Wearable ref design - mechanical considerations

Hello,

Thank you for the release this very interesting work. I am currently designing my own smartwatch and many parts are in common.
Several questions appeared to me.

  • casing : most of the casing seems to be in aluminium. Isn’t it a waste of energy in terms of radio transmission (for GPS, bluetooth and NFC)?
  • display : it seems to be fixed only with glue. Have you test the shock resistance (IK 6) and IP67 (liquid ingress protection).

I am aware that this design isn’t made to be used as is; but I am very interested in understanding good practices, what works and what doesn’t work.

Moreover, if you have some for sale, I would be a buyer!

Best,

JG

Hi,

That’s great to hear! I hope the reference design is useful in your smartwatch development. Let us know how it goes :slight_smile:

You are right: the aluminium casing is problematic for the radio transmission performance. The choice of material for the case was a trade-off. We chose aluminium for a few reasons: We wanted a premium aesthetic for our design. The use of metal over plastic allows for a more rigid structure (parts that are glued on could come lose more easily if the case were more flexible) Our capacitive touch panels require a metal backing, this is easily achieved if the case is already metal.
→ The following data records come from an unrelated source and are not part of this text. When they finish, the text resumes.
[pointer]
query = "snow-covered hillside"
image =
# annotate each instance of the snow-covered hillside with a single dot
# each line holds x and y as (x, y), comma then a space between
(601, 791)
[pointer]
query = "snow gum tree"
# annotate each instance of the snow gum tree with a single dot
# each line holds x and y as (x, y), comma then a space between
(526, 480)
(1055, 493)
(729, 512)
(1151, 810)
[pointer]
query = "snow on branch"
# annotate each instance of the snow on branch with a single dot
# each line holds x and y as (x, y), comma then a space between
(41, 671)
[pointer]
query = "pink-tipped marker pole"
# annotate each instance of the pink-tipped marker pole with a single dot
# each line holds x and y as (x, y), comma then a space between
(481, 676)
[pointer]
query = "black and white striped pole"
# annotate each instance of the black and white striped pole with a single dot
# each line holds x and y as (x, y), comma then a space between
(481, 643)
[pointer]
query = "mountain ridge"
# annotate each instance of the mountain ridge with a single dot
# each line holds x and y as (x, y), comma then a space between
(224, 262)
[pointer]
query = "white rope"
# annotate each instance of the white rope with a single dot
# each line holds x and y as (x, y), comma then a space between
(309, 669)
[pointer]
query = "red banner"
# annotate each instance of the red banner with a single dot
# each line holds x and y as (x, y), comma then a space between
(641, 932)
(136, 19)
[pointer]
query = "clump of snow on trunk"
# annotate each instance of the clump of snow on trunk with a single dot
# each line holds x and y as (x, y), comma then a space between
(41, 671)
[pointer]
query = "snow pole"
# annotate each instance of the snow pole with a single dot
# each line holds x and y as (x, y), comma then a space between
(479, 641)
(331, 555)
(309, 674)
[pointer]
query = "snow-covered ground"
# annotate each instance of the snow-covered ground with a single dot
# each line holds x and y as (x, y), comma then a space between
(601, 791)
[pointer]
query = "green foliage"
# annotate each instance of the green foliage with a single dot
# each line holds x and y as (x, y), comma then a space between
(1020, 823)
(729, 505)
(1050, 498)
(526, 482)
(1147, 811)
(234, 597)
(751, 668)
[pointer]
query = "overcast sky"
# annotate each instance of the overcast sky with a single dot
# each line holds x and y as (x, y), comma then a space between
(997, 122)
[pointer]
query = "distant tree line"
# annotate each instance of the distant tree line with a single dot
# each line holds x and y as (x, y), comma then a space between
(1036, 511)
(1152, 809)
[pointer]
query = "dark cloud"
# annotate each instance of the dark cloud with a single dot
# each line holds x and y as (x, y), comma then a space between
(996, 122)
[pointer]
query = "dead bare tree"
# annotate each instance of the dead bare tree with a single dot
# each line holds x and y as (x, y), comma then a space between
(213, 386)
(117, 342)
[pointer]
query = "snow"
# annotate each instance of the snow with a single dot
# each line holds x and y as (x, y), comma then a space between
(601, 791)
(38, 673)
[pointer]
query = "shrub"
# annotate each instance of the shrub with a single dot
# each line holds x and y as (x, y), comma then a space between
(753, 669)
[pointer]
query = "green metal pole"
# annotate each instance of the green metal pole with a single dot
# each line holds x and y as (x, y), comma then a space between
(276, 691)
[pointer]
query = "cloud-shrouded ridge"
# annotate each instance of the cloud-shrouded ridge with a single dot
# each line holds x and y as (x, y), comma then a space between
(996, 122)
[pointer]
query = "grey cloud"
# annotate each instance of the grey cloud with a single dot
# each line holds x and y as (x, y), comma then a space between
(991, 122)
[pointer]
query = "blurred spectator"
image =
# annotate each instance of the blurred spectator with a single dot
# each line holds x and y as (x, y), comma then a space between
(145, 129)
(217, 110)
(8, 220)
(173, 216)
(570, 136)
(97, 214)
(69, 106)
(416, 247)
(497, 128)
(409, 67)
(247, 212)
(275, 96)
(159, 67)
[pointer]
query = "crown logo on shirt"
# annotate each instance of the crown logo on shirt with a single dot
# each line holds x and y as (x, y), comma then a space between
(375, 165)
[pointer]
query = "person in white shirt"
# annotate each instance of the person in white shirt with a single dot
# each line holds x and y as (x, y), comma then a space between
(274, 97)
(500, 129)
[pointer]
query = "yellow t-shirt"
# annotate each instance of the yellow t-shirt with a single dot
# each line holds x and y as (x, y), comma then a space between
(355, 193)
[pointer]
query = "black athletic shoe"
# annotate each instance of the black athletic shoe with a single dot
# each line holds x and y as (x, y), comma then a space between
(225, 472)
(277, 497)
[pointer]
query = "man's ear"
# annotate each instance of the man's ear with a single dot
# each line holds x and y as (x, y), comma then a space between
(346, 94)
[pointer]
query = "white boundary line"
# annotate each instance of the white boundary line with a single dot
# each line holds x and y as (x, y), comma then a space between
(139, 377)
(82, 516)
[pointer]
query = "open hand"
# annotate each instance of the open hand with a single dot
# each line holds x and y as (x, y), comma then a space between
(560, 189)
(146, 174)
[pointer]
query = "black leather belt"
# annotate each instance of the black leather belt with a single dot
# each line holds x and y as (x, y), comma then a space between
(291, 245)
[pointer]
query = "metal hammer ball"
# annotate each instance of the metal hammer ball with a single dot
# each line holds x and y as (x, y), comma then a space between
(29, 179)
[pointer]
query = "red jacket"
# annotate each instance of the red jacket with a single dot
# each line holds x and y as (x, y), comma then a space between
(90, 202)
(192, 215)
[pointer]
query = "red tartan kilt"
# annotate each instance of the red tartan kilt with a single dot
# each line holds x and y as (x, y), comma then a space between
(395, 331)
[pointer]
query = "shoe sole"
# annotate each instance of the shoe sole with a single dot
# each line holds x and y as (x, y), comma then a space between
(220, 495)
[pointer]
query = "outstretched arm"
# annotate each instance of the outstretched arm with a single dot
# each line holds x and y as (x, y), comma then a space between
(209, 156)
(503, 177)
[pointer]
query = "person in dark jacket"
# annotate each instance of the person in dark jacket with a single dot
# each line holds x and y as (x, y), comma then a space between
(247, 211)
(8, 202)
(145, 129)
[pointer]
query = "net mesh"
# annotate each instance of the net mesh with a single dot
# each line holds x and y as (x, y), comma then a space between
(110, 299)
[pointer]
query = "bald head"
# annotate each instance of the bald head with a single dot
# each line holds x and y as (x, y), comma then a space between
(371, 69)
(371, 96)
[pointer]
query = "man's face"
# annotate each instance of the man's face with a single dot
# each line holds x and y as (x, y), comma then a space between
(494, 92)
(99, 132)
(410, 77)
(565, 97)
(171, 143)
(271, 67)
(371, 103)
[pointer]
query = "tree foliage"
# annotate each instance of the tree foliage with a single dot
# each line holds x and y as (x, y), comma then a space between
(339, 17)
To help the radio components we created a cavity in the strap and put all the antennae into positions where the cross section of the metal casing is outside of the suggested keep-out areas for the antennae. It’s not perfect, there are still problems we had to overcome, but it works.
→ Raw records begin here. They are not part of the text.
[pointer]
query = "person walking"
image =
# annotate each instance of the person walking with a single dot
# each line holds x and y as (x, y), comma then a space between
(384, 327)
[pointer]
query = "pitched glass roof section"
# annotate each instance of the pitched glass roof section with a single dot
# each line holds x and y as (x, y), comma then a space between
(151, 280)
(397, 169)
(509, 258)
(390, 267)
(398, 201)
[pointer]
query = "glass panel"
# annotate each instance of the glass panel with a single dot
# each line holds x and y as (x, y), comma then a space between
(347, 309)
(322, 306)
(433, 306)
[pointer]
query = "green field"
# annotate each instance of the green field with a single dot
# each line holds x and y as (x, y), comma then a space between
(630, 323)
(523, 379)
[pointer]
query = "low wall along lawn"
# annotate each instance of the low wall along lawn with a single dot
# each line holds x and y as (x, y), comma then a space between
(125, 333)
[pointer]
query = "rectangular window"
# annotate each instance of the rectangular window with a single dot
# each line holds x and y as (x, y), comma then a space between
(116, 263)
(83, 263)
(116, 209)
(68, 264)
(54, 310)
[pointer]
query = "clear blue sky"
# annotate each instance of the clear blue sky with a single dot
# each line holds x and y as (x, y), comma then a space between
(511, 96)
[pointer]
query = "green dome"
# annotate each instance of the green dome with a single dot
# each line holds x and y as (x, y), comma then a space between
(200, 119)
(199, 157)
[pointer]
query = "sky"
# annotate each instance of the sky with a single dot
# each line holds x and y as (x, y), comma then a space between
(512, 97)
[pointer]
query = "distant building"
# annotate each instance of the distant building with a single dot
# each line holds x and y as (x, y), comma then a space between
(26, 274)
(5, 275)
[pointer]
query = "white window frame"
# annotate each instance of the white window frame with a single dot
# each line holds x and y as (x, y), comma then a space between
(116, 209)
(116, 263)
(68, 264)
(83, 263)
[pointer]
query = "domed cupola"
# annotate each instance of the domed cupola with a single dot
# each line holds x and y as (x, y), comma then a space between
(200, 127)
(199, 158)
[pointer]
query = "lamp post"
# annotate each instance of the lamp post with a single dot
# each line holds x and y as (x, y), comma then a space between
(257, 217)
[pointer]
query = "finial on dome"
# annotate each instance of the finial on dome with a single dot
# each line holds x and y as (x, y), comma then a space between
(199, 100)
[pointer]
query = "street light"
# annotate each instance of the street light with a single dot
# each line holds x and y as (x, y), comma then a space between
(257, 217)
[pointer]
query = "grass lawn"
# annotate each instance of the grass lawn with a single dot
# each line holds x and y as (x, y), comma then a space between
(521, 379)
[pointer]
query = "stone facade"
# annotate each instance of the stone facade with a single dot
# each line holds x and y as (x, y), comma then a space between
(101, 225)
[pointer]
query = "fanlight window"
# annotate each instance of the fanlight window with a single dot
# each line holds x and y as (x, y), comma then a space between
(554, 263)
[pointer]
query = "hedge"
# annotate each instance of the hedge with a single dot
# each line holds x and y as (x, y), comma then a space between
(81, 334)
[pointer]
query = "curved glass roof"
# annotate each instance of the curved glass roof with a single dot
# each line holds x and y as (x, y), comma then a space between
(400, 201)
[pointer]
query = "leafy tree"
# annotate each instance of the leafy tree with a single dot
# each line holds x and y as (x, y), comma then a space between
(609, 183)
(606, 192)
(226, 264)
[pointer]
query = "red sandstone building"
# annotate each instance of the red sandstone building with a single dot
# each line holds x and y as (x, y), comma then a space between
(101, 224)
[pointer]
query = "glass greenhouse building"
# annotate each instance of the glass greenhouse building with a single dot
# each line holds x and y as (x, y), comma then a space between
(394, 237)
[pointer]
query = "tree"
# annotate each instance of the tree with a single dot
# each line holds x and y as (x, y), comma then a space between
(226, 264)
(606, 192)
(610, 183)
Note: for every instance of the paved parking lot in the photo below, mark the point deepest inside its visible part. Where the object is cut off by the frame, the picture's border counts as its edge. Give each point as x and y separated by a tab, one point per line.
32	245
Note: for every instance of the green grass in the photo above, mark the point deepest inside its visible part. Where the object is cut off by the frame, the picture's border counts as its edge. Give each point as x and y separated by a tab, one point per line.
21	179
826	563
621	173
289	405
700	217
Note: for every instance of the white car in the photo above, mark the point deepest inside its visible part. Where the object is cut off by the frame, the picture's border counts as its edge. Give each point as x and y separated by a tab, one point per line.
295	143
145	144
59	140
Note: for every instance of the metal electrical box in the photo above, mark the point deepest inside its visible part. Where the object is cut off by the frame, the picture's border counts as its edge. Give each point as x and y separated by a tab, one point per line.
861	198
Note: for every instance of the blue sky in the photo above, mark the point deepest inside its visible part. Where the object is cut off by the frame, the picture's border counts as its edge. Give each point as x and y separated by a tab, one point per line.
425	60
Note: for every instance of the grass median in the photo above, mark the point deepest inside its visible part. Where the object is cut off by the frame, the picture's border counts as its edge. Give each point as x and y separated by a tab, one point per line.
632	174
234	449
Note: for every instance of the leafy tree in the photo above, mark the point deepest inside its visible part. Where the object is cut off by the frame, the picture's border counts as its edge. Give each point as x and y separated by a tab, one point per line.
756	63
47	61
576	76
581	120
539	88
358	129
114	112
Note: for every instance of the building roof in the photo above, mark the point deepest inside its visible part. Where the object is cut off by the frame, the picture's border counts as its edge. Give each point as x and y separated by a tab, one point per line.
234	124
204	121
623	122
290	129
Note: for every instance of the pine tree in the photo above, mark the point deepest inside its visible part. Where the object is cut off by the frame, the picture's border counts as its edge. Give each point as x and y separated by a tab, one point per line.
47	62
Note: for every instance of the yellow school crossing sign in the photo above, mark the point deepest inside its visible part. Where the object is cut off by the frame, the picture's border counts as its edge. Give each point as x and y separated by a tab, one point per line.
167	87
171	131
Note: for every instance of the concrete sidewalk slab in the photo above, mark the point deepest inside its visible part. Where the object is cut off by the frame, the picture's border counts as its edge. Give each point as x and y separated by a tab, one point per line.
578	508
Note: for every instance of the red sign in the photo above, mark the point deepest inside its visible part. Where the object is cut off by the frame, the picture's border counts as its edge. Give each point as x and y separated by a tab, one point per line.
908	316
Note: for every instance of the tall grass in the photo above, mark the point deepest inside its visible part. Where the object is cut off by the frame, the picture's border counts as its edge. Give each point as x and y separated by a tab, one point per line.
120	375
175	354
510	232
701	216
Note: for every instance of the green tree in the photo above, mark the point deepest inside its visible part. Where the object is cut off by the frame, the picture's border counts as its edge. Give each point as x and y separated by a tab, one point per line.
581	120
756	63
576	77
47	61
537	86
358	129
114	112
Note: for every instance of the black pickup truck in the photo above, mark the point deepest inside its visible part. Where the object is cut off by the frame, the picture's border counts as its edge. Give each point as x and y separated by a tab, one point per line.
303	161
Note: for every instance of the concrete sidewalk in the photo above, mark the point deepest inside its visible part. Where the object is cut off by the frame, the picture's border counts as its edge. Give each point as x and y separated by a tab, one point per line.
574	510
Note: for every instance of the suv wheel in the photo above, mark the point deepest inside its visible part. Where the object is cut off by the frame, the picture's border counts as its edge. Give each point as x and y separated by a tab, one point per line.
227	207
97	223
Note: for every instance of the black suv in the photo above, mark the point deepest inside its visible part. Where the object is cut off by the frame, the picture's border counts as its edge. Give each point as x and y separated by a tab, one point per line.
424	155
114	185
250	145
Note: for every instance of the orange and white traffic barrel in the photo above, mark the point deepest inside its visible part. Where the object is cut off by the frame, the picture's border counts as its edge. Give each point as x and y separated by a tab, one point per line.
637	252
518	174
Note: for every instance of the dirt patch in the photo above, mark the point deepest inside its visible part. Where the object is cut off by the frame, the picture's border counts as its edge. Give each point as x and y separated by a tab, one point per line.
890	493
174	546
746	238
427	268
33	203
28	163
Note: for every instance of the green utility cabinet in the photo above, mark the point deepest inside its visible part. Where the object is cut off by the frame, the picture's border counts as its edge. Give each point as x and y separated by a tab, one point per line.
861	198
As for the display, you are correct again, it is fixed on with glue alone. This is common for devices of this size and with the correct selection of glue can be robust. It helps that the display is in a recess, meaning that all four outer sides as well as the edge of the underside act as adhesion surfaces. We have not undertaken any official ingress or impact testing, sadly.

Hope that helps,

Best regards,

Steve

Hello Steven,

Thank you for this clear answer.

I am trying now to integrate your specific display connector (Hirose FH19C-10S-0.5SH), but I find out that for the FH19C series the recommended thickness of FPC/FFC is 0.2mm (± 0.03).
The display FPC connector has a thickness of 0.3 mm.

Did you encounter some issues for assembling it? Or is it acceptable in an industrial assembling line?